The inflected form "_ni-te_" changed into "_de_" after going through a process of phonetic assimilation. Therefore, the initial consonants "_d-_" of the form "_da_" and that of "_de_" have a common etymological origin. By the way, there are grammarians who claim that "_de-ar-u_" is a single univerbated word (連語). But we can divide it into "_de_" and "_ar-u_" by inserting the particles like "_wa_", "_mo_", "_sae_" etc. between the two, can't we? (i.e., "*X*_ de wa/mo/sae ar-u_").


----------



## SoLaTiDoberman

「Ａ］という英単語が、「Ｂ」というラテン語を語源に持つ、という蘊蓄（教養・素養）と、「Ａ」と「Ｂ」は同じ言葉だからinterchageableに使える、とか、「Ａ］で表現できないが、「Ｂ」を使えば表現できる、という説明の仕方と、

「A」と「Ｂ」は別の単語ですから分けて考える必要があります。「Ｂ」を使って表現することはできますが、「Ａ」を使って表現することはできません。また「Ｂ」を使って作文すると、ニュアンスが変わります。  という説明の違いではないでしょうか。
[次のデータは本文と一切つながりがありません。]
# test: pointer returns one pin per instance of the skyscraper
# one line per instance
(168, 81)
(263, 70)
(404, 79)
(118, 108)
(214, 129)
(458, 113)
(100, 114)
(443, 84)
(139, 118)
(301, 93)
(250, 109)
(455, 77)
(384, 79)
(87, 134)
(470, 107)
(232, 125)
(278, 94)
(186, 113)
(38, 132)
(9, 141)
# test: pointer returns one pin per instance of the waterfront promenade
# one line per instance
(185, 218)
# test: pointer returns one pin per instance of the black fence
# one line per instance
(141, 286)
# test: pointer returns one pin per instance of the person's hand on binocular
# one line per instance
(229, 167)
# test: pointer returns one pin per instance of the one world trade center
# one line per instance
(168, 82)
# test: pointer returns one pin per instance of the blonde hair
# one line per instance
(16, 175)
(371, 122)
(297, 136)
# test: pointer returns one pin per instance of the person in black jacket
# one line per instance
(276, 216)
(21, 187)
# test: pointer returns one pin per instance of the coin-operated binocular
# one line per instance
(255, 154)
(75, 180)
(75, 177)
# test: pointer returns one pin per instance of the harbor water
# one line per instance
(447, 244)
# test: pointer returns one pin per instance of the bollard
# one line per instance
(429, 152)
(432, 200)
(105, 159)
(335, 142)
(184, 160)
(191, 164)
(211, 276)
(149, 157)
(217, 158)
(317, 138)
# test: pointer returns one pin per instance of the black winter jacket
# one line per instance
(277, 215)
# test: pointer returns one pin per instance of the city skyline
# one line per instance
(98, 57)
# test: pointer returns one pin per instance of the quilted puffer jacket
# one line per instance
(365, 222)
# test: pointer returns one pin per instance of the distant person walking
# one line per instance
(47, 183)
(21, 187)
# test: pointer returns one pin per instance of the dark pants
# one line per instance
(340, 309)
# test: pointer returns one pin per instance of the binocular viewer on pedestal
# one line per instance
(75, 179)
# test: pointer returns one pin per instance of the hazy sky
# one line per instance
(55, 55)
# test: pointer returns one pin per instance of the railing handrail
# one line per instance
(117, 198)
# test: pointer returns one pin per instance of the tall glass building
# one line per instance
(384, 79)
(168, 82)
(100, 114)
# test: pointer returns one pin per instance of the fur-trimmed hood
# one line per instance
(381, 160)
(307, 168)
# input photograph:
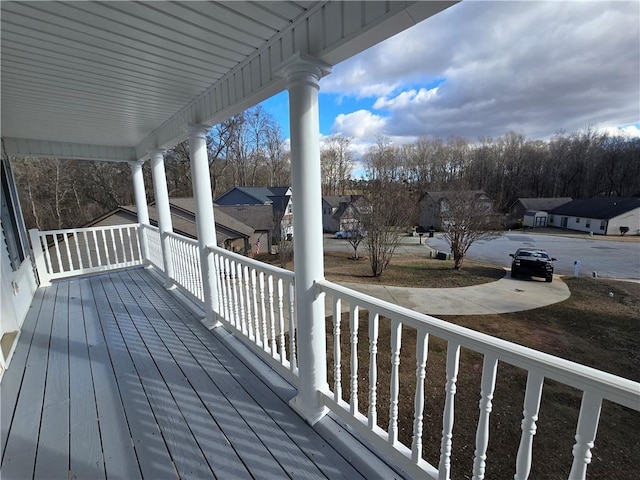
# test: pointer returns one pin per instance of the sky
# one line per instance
(482, 68)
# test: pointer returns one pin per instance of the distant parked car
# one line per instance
(532, 262)
(348, 233)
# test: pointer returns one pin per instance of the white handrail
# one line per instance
(596, 386)
(252, 297)
(71, 252)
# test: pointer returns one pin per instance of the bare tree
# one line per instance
(389, 210)
(467, 218)
(337, 161)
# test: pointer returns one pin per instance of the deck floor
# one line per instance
(113, 377)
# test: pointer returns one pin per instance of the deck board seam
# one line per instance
(157, 405)
(283, 403)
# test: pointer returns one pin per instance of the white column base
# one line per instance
(310, 415)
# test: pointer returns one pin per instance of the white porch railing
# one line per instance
(151, 235)
(81, 251)
(256, 302)
(186, 265)
(595, 385)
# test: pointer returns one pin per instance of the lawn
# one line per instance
(592, 327)
(409, 271)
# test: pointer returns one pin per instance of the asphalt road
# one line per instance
(608, 258)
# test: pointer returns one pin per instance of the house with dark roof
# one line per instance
(600, 216)
(338, 211)
(434, 207)
(533, 212)
(278, 198)
(231, 233)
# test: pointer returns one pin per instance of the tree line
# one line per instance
(579, 164)
(249, 149)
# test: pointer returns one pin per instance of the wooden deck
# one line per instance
(113, 377)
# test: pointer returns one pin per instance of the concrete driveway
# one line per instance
(608, 258)
(502, 296)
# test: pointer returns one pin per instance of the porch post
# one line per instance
(141, 207)
(303, 74)
(205, 222)
(164, 212)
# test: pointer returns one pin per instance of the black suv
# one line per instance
(529, 261)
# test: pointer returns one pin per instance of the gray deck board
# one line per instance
(11, 383)
(114, 378)
(53, 451)
(119, 455)
(19, 456)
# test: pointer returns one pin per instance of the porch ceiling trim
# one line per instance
(97, 79)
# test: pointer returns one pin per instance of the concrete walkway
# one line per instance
(502, 296)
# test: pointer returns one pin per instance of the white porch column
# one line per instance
(303, 73)
(139, 192)
(141, 206)
(205, 222)
(164, 212)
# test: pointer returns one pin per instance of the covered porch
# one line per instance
(235, 378)
(114, 377)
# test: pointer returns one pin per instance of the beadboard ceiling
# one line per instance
(118, 78)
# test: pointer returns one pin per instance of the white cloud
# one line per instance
(360, 124)
(534, 67)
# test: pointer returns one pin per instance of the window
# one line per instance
(9, 215)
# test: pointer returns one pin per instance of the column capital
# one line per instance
(157, 152)
(303, 63)
(197, 130)
(136, 163)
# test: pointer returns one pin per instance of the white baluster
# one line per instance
(247, 295)
(293, 361)
(353, 326)
(106, 249)
(453, 361)
(337, 354)
(234, 299)
(242, 324)
(223, 284)
(418, 404)
(489, 370)
(74, 233)
(113, 244)
(254, 334)
(272, 319)
(533, 394)
(45, 247)
(263, 311)
(39, 257)
(281, 321)
(65, 236)
(372, 413)
(95, 243)
(58, 255)
(396, 339)
(86, 245)
(585, 434)
(123, 247)
(132, 238)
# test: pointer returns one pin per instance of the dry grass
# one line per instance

「にてあり」と「であり」を入れ替えて作文したりはしないと思いますし、「にてあり」と「であり」ならまだしも、「であり（orにてあり）」と「だ」は同じ単語（？）です、という説明は、初心者の日本語学習者にはとても分かりにくい話だと、（私が勝手に）思っただけです。
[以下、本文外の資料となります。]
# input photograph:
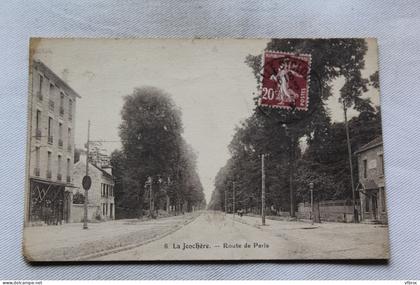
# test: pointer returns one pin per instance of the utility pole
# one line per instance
(234, 194)
(311, 188)
(355, 213)
(291, 169)
(85, 206)
(262, 190)
(150, 197)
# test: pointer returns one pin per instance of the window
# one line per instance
(381, 164)
(364, 168)
(367, 200)
(68, 170)
(59, 167)
(383, 200)
(37, 158)
(51, 90)
(38, 124)
(60, 134)
(51, 101)
(61, 103)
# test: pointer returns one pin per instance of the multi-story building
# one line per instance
(101, 205)
(51, 112)
(371, 182)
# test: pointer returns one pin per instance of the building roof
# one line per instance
(373, 143)
(50, 74)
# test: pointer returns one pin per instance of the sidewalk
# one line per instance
(327, 240)
(71, 242)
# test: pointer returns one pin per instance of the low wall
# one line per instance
(77, 213)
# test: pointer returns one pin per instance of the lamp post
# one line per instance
(311, 188)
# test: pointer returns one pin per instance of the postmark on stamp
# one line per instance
(285, 80)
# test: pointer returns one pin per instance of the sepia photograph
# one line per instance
(204, 149)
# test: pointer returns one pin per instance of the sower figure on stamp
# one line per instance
(285, 93)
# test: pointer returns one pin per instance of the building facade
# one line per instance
(371, 185)
(101, 203)
(51, 112)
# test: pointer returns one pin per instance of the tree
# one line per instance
(265, 132)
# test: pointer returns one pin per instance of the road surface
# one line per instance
(216, 236)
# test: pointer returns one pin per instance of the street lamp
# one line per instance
(311, 188)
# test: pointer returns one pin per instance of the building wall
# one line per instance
(372, 170)
(96, 197)
(41, 98)
(330, 211)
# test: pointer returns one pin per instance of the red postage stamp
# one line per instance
(285, 80)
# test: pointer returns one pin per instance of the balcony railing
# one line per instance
(51, 105)
(38, 134)
(39, 96)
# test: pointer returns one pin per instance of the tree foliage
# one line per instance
(282, 133)
(153, 146)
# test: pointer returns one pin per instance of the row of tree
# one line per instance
(156, 163)
(282, 134)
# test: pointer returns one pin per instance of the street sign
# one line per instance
(86, 182)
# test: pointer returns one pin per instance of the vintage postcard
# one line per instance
(204, 149)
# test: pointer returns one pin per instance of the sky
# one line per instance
(207, 79)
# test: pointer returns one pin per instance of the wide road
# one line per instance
(215, 236)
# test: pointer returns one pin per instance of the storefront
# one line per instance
(49, 202)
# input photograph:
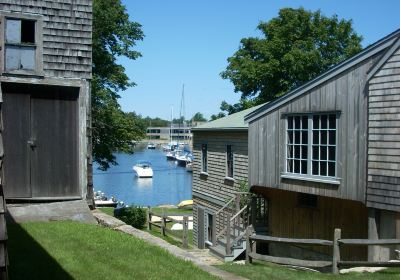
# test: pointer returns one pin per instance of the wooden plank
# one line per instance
(289, 261)
(264, 238)
(368, 264)
(369, 241)
(54, 126)
(16, 134)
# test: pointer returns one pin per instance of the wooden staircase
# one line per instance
(3, 209)
(228, 229)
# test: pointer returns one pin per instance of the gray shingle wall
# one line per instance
(67, 39)
(384, 136)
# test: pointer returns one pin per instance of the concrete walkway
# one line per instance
(200, 259)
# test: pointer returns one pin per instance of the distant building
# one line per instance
(175, 133)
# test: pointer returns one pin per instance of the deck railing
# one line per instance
(164, 220)
(336, 263)
(230, 222)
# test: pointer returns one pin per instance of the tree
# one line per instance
(296, 46)
(218, 116)
(198, 117)
(114, 35)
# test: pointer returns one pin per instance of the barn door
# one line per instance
(40, 144)
(54, 157)
(16, 134)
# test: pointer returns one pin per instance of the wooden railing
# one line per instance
(336, 263)
(230, 222)
(164, 220)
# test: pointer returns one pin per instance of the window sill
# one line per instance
(229, 179)
(328, 180)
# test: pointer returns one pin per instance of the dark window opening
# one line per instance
(28, 31)
(307, 200)
(229, 161)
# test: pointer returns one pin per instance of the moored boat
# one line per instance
(143, 169)
(151, 146)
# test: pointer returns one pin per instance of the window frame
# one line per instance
(227, 160)
(335, 180)
(38, 19)
(204, 158)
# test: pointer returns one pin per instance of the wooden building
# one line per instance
(45, 73)
(327, 154)
(219, 168)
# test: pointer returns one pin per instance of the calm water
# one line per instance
(170, 183)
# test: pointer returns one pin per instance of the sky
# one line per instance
(187, 42)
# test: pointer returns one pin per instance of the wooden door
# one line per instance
(16, 134)
(41, 144)
(54, 160)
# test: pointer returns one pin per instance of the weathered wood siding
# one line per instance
(213, 190)
(287, 219)
(67, 34)
(384, 136)
(346, 93)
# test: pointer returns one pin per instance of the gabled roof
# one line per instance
(368, 52)
(231, 122)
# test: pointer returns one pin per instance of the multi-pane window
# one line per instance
(311, 145)
(324, 145)
(229, 161)
(20, 47)
(204, 157)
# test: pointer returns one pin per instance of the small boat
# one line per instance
(170, 155)
(189, 167)
(143, 169)
(101, 200)
(188, 204)
(151, 146)
(184, 159)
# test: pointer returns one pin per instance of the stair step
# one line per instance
(220, 252)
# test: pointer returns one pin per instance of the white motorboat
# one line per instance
(143, 169)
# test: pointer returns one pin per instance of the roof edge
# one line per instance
(373, 49)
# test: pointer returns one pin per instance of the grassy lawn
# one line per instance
(259, 270)
(70, 250)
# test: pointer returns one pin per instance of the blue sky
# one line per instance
(188, 42)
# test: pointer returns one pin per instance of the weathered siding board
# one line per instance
(347, 94)
(287, 219)
(384, 137)
(215, 186)
(67, 39)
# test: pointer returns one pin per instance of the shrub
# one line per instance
(132, 215)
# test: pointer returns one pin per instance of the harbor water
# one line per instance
(170, 183)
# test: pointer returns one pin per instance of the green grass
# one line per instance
(70, 250)
(107, 210)
(259, 270)
(171, 211)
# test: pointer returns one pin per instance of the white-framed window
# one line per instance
(229, 161)
(204, 158)
(21, 44)
(311, 145)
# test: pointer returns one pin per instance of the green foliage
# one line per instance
(296, 46)
(114, 35)
(132, 215)
(217, 116)
(198, 117)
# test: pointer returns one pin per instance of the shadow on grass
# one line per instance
(28, 259)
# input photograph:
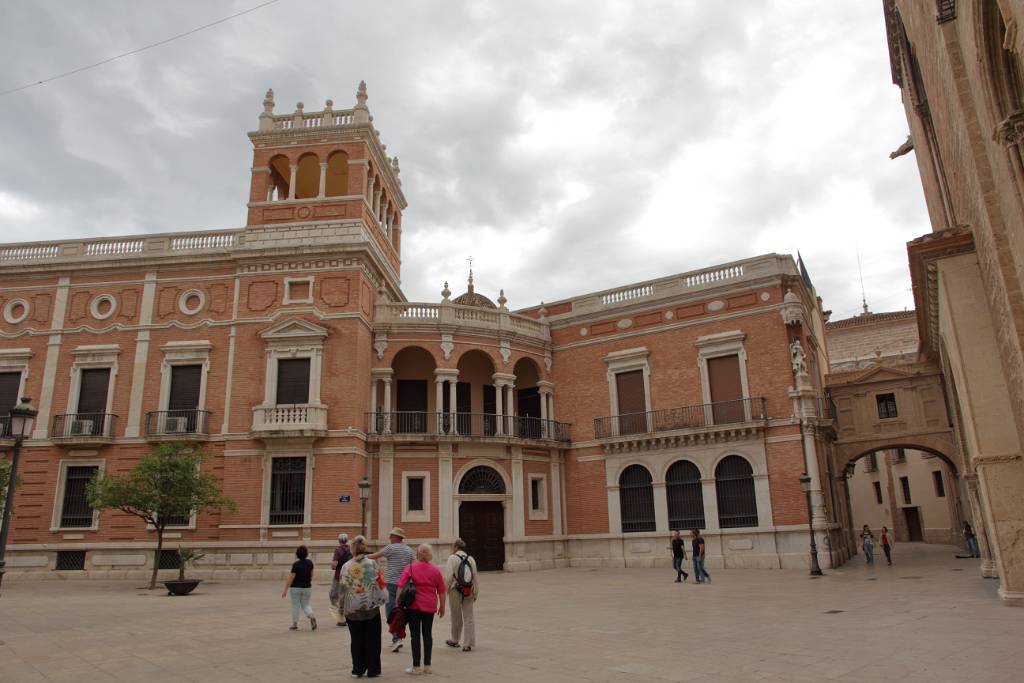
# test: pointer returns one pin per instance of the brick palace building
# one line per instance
(572, 433)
たとえば、couldをつかって「出来なかった」という可能の過去形の表現ができますか？という質問にたいして、
「できません。（ただし could をwas/were able toに変えればできます。）」という回答と、
「できます。was/were able toで表現できます」という回答の違いであり、最終的に内容は同じだが視点が違うだけだと思いました。

いずれにしても私自身は無教養なので、「である」と「だ」は（「あり、おり、はべり、いまそかり」がそれぞれ別物であるように）、それぞれ独立した、全く別の単語であると認識しておりました。ごめんなさい。


----------